Метод хаоса, дающий художнику высшую свободу постижения момента истины — свободу от самого себя, от стиля, от каких бы то ни было эстетических обязательств и канонов формы, не является изобретением художественного авангарда и проектной культуры ХХ века. Этот метод имеет глубокие корни в традициях канонических культур. У Пикассо эти корни протягиваются в глубины испанской традиции шабаша бытия, которая в конце Средневековья оформилась в жанре disparate — «нелепиц-нескладух», комического шутовства, разоблачительного шутовства, разоблачительного социального гротеска. В этом жанре проявляется бесстрашие трагически-фривольного обращения как с жизнью, так и со смертью: «Это не только «трагическое чувство жизни», но и рискованный максимализм, не страшащийся соприкасаться с самыми ужасными проявлениями сущего, доходить до горьких истин, ломая ради их обретения любые «правила прекрасного», следуя за истиной хоть в ад, любовь «к фантастическому, таинственному, иррациональному, колдовскому и ускользающему...35» В духе этой традиции Гойя создал свою знаменитую серию офортов. У Федерико Гарсиа Лорки эта традиция олицетворена в «бесе», который противопоставлен «музе и ангелу», формирующим светлую гармонию и божественную целесообразность. В этой традиции чувство хаоса трактуется как чувство жизни, не умещающейся в рамках установленного порядка, жизни как тайны, до конца не познаваемой, но без соприкосновения с которой мертвеют культура, стиль, целесообразное устройство бытия.

Герман Гессе устами своего героя Гарри («Степной волк») описывает состояние погружения в хаос как «проникновение в тайну гибели личности в массе», гибели, переживаемой как упоение праздником, весельем, радости освобождения от самого себя, освобождения от времени, от невыносимого раздора между неспособностью жить и неспособностью умереть. Это освобождение от культуры, от целесообразности форм, в которых существует укрощенная культурой природа.
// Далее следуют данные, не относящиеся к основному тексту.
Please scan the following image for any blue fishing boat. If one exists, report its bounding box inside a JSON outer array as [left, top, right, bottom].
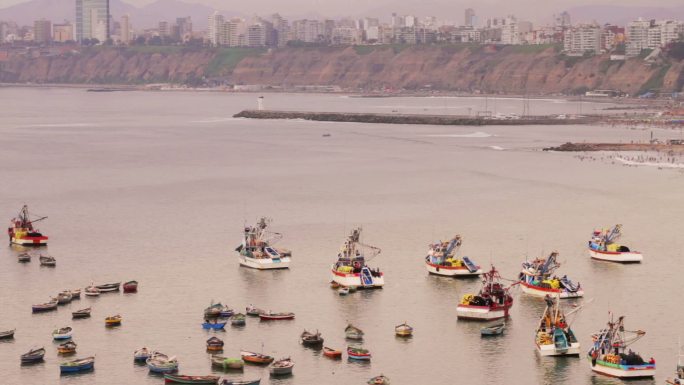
[[59, 357, 95, 373], [202, 322, 227, 330]]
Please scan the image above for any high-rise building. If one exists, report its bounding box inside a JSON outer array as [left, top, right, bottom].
[[76, 0, 110, 43], [33, 19, 52, 44], [52, 21, 74, 43], [465, 8, 475, 27]]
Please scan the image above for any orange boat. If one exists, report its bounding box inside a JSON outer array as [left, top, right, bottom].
[[323, 346, 342, 358]]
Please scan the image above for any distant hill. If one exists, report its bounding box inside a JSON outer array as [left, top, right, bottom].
[[0, 0, 235, 29]]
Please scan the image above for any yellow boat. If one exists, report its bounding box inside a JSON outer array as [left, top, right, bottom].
[[105, 314, 121, 326]]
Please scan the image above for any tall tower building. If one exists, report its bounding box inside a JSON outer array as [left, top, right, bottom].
[[76, 0, 110, 43]]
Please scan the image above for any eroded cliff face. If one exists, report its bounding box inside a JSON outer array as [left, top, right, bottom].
[[0, 45, 684, 95]]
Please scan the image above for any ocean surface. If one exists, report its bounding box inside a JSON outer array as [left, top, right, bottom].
[[0, 88, 684, 385]]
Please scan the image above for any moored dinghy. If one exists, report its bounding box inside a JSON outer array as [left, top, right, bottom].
[[164, 373, 219, 385], [270, 357, 294, 376], [589, 225, 644, 263], [71, 307, 90, 319], [394, 322, 413, 337], [587, 315, 656, 378], [21, 347, 45, 364], [59, 357, 95, 373]]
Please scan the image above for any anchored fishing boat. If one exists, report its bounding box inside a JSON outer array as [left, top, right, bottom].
[[587, 315, 656, 378], [7, 205, 48, 246], [38, 254, 57, 267], [425, 235, 482, 277], [240, 350, 274, 365], [235, 217, 292, 270], [347, 346, 371, 361], [518, 251, 584, 298], [21, 348, 45, 364], [331, 227, 385, 289], [394, 322, 413, 337], [270, 357, 294, 376], [300, 330, 324, 346], [534, 295, 580, 356], [344, 324, 363, 341], [59, 357, 95, 373], [456, 266, 513, 321], [52, 326, 73, 340], [164, 373, 220, 384], [211, 356, 245, 370], [589, 225, 644, 263]]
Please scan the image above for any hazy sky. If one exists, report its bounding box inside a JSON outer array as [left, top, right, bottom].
[[0, 0, 684, 20]]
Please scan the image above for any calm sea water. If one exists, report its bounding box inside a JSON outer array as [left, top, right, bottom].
[[0, 88, 684, 385]]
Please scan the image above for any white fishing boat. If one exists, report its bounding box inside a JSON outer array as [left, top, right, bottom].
[[331, 227, 385, 289], [534, 295, 580, 356], [518, 251, 584, 298], [425, 235, 482, 277], [589, 225, 644, 263], [235, 218, 292, 270], [587, 315, 656, 378], [456, 266, 513, 321], [7, 205, 48, 246]]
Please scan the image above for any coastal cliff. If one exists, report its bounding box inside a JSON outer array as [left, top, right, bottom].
[[0, 45, 684, 95]]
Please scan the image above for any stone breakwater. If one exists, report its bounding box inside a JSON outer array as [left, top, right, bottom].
[[233, 110, 599, 126]]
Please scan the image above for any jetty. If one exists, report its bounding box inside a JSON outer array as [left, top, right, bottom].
[[233, 110, 600, 126]]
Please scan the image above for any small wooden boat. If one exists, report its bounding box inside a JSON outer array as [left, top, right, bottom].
[[344, 324, 363, 340], [133, 347, 152, 362], [57, 341, 76, 354], [85, 286, 100, 297], [230, 313, 246, 326], [59, 357, 95, 373], [21, 348, 45, 364], [211, 356, 245, 370], [207, 337, 223, 352], [270, 357, 294, 376], [105, 314, 122, 326], [240, 350, 273, 365], [57, 290, 73, 305], [0, 329, 16, 340], [219, 305, 235, 318], [259, 312, 294, 321], [145, 353, 178, 373], [219, 378, 261, 385], [95, 282, 121, 293], [71, 307, 90, 319], [245, 305, 266, 317], [480, 323, 506, 337], [202, 320, 227, 330], [394, 322, 413, 337], [164, 373, 219, 384], [323, 346, 342, 359], [347, 346, 371, 361], [301, 330, 323, 346], [52, 326, 73, 340], [367, 374, 389, 385], [39, 254, 57, 267], [124, 281, 138, 293], [31, 298, 58, 313]]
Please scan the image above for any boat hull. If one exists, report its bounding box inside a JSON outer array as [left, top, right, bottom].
[[520, 281, 584, 299], [425, 262, 482, 278], [456, 304, 509, 321], [589, 357, 655, 378], [536, 342, 580, 357], [589, 249, 644, 263], [240, 255, 292, 270], [331, 270, 385, 289]]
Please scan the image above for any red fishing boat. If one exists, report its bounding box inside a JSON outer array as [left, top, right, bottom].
[[7, 205, 48, 246]]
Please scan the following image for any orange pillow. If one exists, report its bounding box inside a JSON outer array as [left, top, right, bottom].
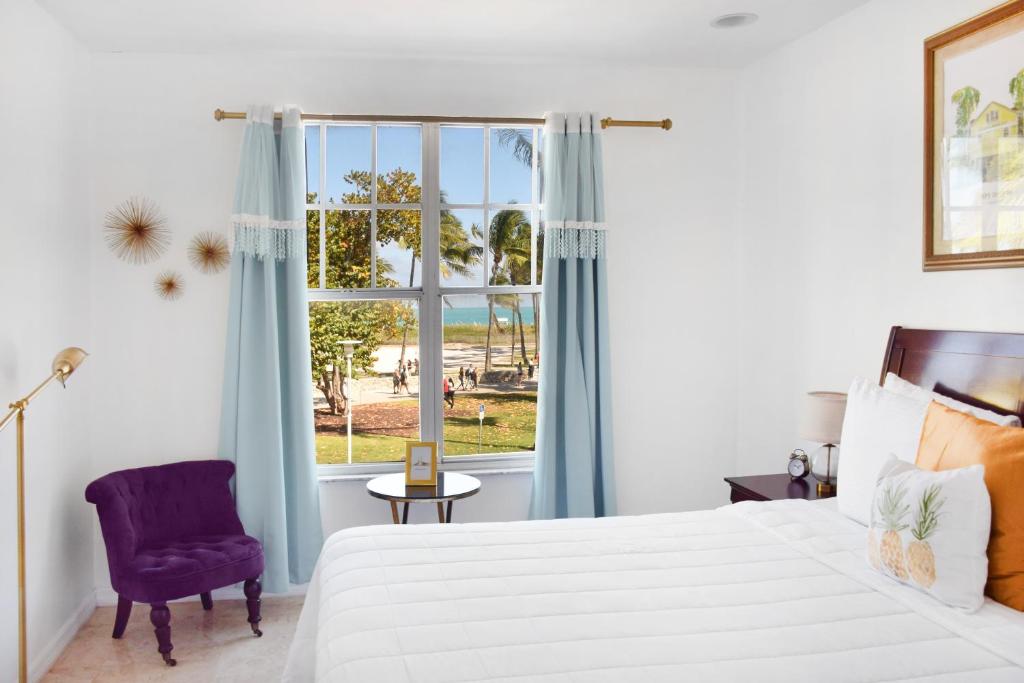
[[918, 401, 1024, 611]]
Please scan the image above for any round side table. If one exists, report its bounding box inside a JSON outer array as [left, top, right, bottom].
[[367, 472, 480, 524]]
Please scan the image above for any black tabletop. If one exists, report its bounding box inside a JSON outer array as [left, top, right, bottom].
[[367, 472, 480, 503]]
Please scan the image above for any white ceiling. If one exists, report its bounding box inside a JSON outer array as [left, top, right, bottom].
[[38, 0, 865, 67]]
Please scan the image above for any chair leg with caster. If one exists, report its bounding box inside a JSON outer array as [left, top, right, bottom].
[[111, 595, 131, 638], [244, 579, 263, 638], [150, 602, 177, 667]]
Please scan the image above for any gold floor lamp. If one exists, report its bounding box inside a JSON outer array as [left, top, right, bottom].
[[0, 346, 88, 683]]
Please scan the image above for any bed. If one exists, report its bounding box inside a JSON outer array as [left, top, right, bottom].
[[285, 328, 1024, 682]]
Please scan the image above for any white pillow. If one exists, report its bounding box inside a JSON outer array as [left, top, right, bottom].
[[867, 457, 992, 611], [837, 379, 930, 525], [885, 373, 1021, 427]]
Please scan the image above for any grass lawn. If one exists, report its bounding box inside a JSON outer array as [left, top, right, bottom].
[[316, 391, 537, 465]]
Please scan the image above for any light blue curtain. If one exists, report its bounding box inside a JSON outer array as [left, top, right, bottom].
[[530, 114, 615, 519], [220, 106, 324, 593]]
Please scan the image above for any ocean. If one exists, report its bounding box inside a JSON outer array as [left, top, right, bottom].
[[442, 306, 534, 326]]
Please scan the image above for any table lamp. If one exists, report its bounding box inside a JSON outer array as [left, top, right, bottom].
[[800, 391, 846, 497]]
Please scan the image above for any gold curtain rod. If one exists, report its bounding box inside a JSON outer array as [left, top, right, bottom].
[[213, 110, 672, 130]]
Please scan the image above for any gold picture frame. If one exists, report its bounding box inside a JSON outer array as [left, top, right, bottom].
[[923, 0, 1024, 270], [406, 441, 437, 486]]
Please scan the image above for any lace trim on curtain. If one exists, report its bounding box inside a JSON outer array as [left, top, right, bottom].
[[231, 214, 306, 260], [544, 220, 607, 258]]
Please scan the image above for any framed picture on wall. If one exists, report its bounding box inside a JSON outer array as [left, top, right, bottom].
[[924, 0, 1024, 270], [406, 441, 437, 486]]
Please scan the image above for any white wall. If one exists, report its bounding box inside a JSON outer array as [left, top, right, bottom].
[[736, 0, 1024, 474], [0, 0, 98, 681], [83, 54, 738, 587]]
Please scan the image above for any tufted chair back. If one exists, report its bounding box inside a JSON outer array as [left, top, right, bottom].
[[85, 460, 244, 574]]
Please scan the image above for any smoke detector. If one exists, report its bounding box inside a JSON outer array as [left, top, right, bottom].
[[711, 12, 758, 29]]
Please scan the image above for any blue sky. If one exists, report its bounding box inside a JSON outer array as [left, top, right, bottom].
[[306, 126, 530, 290]]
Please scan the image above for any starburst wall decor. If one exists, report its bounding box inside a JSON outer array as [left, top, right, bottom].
[[188, 232, 231, 274], [103, 197, 171, 264], [153, 270, 185, 301]]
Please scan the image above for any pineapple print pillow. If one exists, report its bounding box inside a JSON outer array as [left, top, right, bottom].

Человек согласно Г. Гессе — это противоречивое соединение культуры и природы, формы и хаоса, духа и темного мира инстинктов.

44

эстетика проектного творчества

Человек обретает свое «Я» в непрерывной борьбе формы и хаоса в себе, в преодолении хаоса цельностью формы. «Ведь человек не есть нечто застывшее и неизменное... а есть скорее некая попытка, некий переход, есть не что иное, как узкий опасный мостик между природой и духом. К духу, к Богу влечет его сокровеннейшее призвание, назад к матери-природе — глубиннейшая тоска: между этими двумя силами колеблется его жизнь в страхе и трепете»36.

Находящееся в непрерывном движении «Я» обновляется через погружение в жизненный хаос. Герой Гессе испытывает это состояние в дионисийской атмосфере бала: «Я не был больше самим собой, моя личность растворилась в праздничном хмелю, как соль в воде... все принадлежали мне, всем принадлежал я, все мы были причастны друг другу... Утратив чувство времени, я не знал, сколько часов или мгновений длилось это хмельное счастье»37.

УГессе погружение в хаос осмысливается как спасение от культуры героя, погибающего в эстетстве рафинированной красоты, которая приводит человека к «невыносимому раздору между неспособностью жить и неспособностью умереть». Чтобы научиться жить и научиться умирать, человек должен отождествиться с хаосом жизни, которая обитает на окраинах культуры, в варварских трущобах города, не знающих «больших стилей», где процветают «дурной вкус» и эклектика. Жизнь — это не музыка Моцарта, не утонченные беседы об искусстве, не глубокомысленные теоретические рассуждения о тонкостях стиля, а «сиянье в пьяных глазах отрешенного, освобожденного от самого себя существа... у пьяных рекрутов и матросов, равно как и у больших артистов, охваченных энтузиазмом праздничных представлений, а также у молодых солдат, уходивших на войну... на лице моего друга Пабло, когда он, опьяненный игрой в оркестре, блаженно припадал к своему саксофону...»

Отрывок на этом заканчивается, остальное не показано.